Let: $$\Phi_{mn}=g(x-mD)e^{-inWx}$$ $$g(x)=\frac{1}{\sqrt D}P(\frac{2x}{D}h(x))$$ $$P(x)=\begin{cases} 1 & \quad -1<x\leq 1\\ 0 & \quad \text{else}\\ \end{cases}$$ were $D=1,W=2\pi$ and $$h(x)=\begin{cases} 1 & \quad 0<x\\ 0 & \quad \text{else}\\ \end{cases}$$ Why is it easy to see $\Phi_{mn}$ is not orthogonal?
It is supposed to be a quick and visible without a proof answer in a multiple choice test.
It is clear that $g(x)=1$ on $(0,1/2)$ and $0$ outside this interval.
Thus $g(x-m)=1$ on $(m,m+1/2)$ and $0$ outside this interval.

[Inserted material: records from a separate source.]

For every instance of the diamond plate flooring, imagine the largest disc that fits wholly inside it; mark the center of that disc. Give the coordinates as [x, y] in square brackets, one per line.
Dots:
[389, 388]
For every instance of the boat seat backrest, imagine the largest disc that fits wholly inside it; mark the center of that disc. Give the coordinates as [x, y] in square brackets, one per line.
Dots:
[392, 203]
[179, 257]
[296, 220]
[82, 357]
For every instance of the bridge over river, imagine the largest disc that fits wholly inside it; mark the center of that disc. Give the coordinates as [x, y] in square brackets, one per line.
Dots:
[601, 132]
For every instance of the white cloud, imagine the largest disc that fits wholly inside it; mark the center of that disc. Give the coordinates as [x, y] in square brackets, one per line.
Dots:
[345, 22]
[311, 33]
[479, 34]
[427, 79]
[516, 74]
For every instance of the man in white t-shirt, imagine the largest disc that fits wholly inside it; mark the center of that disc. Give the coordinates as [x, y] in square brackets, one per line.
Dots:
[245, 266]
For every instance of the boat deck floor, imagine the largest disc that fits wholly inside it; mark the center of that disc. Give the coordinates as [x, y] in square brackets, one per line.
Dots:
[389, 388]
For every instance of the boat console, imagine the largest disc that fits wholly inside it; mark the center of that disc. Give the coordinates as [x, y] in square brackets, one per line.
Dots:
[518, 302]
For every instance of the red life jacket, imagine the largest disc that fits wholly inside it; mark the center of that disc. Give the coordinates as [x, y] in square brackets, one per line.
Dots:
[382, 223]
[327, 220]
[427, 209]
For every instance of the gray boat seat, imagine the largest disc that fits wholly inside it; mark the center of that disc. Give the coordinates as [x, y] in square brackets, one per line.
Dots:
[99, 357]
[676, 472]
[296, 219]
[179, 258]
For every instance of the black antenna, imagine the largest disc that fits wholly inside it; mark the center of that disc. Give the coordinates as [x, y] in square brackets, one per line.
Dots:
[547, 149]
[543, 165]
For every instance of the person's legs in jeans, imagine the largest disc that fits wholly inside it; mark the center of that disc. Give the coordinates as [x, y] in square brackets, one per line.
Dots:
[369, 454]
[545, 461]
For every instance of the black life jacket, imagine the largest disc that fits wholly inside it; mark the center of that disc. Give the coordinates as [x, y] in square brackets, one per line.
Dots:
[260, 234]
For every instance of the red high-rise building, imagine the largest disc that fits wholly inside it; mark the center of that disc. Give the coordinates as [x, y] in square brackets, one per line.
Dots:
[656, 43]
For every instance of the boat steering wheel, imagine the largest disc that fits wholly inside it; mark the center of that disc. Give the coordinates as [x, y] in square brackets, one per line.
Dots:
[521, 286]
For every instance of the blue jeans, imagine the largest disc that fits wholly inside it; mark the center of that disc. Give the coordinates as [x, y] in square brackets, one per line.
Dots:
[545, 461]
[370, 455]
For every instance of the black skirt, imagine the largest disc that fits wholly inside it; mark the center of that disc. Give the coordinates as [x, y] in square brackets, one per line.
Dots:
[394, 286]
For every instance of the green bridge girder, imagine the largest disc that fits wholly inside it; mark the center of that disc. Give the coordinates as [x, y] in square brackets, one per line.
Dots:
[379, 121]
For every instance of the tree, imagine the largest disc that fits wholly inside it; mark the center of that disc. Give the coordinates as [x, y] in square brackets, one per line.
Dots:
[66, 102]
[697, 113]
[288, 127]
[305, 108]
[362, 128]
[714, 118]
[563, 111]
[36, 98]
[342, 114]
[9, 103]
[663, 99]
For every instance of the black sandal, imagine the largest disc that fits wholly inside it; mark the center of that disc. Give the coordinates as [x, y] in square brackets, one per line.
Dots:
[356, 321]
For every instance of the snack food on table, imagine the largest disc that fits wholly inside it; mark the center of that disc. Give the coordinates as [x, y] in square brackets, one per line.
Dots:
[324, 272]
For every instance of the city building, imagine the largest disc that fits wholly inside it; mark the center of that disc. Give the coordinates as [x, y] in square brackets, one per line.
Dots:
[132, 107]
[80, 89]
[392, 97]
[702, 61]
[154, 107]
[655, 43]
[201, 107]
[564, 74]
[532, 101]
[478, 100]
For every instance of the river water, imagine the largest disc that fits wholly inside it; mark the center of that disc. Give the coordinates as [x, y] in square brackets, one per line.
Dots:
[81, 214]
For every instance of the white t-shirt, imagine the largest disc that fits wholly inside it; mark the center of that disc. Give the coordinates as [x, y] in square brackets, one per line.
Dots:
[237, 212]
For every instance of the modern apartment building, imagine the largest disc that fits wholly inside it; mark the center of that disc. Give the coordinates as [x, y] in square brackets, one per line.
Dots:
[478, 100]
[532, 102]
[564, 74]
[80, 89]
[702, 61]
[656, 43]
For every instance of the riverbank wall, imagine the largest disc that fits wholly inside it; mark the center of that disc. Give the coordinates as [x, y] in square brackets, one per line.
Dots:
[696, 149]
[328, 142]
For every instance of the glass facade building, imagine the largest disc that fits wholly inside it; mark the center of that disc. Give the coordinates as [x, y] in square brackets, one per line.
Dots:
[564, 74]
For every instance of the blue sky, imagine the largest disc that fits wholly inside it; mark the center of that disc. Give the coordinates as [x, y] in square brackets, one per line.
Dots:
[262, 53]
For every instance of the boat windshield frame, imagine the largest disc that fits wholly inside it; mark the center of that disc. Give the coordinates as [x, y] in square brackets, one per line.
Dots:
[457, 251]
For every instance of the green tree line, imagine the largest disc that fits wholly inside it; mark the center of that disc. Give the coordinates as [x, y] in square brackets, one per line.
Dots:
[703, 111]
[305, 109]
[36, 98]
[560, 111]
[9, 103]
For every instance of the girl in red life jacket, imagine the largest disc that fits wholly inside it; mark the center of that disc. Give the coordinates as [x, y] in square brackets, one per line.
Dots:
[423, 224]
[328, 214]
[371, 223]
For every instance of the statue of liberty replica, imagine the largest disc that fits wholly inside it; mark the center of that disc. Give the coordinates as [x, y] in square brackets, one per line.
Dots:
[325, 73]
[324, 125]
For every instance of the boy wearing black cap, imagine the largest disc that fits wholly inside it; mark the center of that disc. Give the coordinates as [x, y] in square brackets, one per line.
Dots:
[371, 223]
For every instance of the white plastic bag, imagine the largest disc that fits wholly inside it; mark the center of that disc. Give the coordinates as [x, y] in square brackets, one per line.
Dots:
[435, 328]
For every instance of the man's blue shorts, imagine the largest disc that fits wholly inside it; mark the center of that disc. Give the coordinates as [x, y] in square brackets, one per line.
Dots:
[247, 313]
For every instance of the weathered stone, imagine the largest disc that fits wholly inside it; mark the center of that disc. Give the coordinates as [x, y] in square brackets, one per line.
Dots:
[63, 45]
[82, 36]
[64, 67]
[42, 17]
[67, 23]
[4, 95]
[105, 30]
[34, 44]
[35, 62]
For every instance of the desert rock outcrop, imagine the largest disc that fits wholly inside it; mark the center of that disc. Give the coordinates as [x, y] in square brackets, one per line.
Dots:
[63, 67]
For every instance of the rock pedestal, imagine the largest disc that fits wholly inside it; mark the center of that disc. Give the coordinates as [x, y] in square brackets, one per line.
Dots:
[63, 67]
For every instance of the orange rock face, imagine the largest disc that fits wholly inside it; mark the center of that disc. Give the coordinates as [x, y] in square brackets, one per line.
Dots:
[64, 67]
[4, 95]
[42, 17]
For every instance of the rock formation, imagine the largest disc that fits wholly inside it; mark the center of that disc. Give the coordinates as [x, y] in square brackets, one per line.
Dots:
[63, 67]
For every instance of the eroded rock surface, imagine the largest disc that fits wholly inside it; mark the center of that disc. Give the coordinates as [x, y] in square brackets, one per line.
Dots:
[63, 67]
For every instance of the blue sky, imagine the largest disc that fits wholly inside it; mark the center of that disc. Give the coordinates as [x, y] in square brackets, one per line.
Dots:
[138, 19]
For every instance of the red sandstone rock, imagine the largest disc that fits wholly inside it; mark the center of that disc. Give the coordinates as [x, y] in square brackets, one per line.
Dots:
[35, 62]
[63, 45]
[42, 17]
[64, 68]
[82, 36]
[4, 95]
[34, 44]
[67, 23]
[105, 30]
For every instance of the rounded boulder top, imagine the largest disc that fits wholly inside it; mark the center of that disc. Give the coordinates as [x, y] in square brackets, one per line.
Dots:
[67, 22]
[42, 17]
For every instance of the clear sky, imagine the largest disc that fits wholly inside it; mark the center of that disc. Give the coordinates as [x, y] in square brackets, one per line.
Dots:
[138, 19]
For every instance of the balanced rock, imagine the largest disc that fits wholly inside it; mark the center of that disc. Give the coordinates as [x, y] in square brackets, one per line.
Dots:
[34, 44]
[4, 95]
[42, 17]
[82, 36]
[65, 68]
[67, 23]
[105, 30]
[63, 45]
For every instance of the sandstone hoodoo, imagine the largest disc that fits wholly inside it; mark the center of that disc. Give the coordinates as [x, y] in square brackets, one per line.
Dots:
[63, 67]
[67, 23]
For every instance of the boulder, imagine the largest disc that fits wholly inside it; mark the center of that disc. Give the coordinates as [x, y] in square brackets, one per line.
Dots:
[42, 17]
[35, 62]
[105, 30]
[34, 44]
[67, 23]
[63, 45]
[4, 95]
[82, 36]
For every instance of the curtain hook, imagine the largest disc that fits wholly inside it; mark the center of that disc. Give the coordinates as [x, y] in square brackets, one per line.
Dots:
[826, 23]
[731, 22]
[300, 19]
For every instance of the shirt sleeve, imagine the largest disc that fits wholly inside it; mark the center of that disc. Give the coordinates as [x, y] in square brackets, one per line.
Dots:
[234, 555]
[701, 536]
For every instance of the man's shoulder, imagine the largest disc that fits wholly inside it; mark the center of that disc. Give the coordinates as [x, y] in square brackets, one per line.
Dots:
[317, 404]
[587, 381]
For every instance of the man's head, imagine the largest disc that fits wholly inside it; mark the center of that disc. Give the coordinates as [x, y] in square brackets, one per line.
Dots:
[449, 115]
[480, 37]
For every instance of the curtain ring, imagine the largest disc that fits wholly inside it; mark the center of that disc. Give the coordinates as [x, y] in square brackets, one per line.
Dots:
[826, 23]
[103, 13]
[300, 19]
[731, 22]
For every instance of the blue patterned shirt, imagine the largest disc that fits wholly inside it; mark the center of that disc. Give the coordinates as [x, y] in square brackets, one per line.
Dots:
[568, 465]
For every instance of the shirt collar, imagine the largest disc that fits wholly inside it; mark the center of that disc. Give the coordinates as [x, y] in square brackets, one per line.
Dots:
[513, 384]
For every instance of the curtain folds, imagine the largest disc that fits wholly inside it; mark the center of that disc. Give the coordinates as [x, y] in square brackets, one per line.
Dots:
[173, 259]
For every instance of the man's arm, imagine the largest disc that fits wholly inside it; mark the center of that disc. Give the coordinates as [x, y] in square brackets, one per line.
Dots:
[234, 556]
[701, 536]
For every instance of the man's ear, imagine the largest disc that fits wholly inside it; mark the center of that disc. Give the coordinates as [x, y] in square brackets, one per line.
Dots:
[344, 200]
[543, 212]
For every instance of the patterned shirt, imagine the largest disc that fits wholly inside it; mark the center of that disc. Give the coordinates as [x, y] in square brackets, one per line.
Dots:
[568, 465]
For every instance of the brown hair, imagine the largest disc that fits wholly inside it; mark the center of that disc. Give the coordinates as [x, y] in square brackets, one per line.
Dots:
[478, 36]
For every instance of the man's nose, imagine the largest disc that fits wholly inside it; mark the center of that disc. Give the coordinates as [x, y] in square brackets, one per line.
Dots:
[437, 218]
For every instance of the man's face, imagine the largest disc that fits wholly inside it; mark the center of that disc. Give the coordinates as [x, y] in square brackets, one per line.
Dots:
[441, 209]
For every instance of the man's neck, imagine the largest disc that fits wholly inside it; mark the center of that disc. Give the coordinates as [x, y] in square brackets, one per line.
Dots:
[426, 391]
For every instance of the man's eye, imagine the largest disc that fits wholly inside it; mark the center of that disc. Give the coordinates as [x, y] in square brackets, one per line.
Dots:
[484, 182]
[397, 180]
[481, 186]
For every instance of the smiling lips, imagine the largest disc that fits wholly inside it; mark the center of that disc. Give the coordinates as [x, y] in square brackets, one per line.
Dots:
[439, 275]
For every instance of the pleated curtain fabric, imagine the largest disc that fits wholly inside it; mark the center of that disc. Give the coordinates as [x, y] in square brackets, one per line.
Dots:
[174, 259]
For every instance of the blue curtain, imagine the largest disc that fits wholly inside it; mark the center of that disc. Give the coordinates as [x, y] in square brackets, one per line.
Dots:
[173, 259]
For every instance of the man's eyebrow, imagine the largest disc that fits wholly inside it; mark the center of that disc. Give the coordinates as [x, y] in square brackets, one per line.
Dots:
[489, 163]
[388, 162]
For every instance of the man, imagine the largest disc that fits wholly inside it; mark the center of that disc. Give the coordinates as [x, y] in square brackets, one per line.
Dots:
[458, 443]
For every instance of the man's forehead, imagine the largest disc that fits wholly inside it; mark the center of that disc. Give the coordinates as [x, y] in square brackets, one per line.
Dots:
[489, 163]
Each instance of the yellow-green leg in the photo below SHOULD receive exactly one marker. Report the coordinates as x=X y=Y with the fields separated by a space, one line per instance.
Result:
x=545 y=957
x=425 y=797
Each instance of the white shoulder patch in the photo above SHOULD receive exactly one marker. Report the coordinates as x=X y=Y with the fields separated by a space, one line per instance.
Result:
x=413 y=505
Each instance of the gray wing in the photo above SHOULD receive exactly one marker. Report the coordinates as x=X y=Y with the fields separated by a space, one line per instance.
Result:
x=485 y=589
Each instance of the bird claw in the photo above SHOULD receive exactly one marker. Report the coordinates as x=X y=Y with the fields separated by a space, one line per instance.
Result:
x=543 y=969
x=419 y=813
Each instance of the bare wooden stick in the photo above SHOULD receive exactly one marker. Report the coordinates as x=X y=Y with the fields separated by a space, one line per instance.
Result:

The basis is not orthogonal because - in particular - dot products (in the hermitian sense)
$\langle \Phi_{m,n}, \Phi_{m,n+1} \rangle$ (with the same $m$) are non zero : they are equal to
$$\ \int_{m}^{m+1/2} e^{2i\pi n x}e^{-2i\pi (n+1)x}dx=\int_{m}^{m+1/2} e^{-2i\pi x}dx=\dfrac{i}{\pi}\neq 0$$
Remark: one can be fooled by the fact that many other dot products are zero. In particular, if $m \neq m'$, all dot products $\langle \Phi_{m,n}, \Phi_{m',n'} \rangle$ are zero (no common support between $[m,m+1/2]$ and $[m',m'+1/2]$).